E tra questa miriade di cose a cui la parola ‘pulizia’ rimanda c’è evidentemente un elemento che connette il linguaggio di Salvini al linguaggio classicamente fascista. ‘Pulizia’ è, infatti una delle parole (e Salvini ne appare del tutto consapevole, visto che non fa nulla per aprire spazi di distinzione e differenziazione che potrebbero sembrare cavillosi e rompere la limpida coerenza del suo discorso) di cui si nutre la retorica fascista, la quale è, come noto, in un senso tutt’altro che banale, una retorica della bonifica, della salvaguardia del proprio, della salute e quindi della medicina come potenza estirpatrice della malattia, dell’efficienza (del corpo individuale, come dei corpi sociali): una retorica, come è stato mostrato da molti studi, della moralità e della sicurezza, della ruralità e della ruvidità.

A questa retorica fascisteggiante senza essere esplicitamente fascista non ci si può però opporre semplicemente con i ’distinguo’ o, peggio, cercando parole d’ordine meno compromesse e tuttavia rette dallo stesso meccanismo. La retorica renziana, in questo senso, sembra muoversi dentro lo stesso spazio logico di quella di Salvini. Parlare della buona scuola, delle buone pratiche, delle decisioni veloci e semplici, delle certificazioni di qualità estese a tutti gli ambiti della nostra esistenza, dei bollini del merito e dell’eccellenza, significa infatti, esattamente come accade nei discorsi sulla normalità, la pulizia e la sicurezza, porre già da subito l’oppositore dentro uno spazio di disvalore, averlo già collocato dentro una situazione che si vuole insostenibile; come se chi si oppone al sistema valutativo meritocratico che regge la visione della scuola renziana fosse dunque qualcuno che sta dalla parte della cattiva scuola; come se chi ritiene che non si possano standardizzare meccanicamente gli interventi in modo asetticamente oggettivo, indipendentemente dalle soggettività in gioco, fosse un sostenitore delle cattive pratiche; come se dubitare della retorica dell’eccellenza volesse dire stare dalla parte della grossolanità o della mediocrità.

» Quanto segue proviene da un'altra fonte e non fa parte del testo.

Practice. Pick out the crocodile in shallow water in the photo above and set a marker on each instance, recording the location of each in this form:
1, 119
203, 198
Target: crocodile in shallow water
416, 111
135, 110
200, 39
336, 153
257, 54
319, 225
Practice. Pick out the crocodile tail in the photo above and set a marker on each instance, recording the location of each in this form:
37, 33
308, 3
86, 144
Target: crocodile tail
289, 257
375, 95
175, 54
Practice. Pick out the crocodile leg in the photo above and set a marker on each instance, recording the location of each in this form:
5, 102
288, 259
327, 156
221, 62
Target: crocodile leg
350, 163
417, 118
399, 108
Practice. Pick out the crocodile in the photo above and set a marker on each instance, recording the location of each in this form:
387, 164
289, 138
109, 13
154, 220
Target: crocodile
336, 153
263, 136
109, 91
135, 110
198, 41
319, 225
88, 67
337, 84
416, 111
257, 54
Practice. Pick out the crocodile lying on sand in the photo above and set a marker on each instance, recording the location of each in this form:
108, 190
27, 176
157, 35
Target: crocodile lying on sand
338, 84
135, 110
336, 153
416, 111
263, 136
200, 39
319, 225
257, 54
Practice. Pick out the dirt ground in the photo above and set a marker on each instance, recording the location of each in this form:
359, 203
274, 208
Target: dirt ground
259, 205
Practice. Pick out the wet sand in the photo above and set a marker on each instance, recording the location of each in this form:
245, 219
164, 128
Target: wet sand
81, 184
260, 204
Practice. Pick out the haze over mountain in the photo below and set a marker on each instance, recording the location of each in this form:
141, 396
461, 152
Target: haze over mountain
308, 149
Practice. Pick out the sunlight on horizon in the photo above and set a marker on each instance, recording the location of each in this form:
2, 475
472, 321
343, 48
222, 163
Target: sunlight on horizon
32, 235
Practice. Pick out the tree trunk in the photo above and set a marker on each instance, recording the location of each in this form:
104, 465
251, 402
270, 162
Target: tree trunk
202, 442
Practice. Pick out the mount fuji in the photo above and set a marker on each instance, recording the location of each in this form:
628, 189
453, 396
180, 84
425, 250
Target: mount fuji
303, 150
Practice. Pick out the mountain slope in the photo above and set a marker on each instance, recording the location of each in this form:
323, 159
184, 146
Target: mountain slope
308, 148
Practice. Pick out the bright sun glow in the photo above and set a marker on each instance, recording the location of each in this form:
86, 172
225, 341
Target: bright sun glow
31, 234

La retorica renziana non è certo assimilabile e identificabile alla retorica parafascista di Salvini, ma è una retorica che funziona comunque nello stesso modo. E non ci si oppone proponendo un’altra retorica dello stesso tipo, ma innanzitutto smascherandola, evidenziandone gli effetti potentemente ideologici, portandone in superficie i non detti, spesso meno ambigui e intoccabili, che, più o meno consapevolmente, le sostengono e le fondano.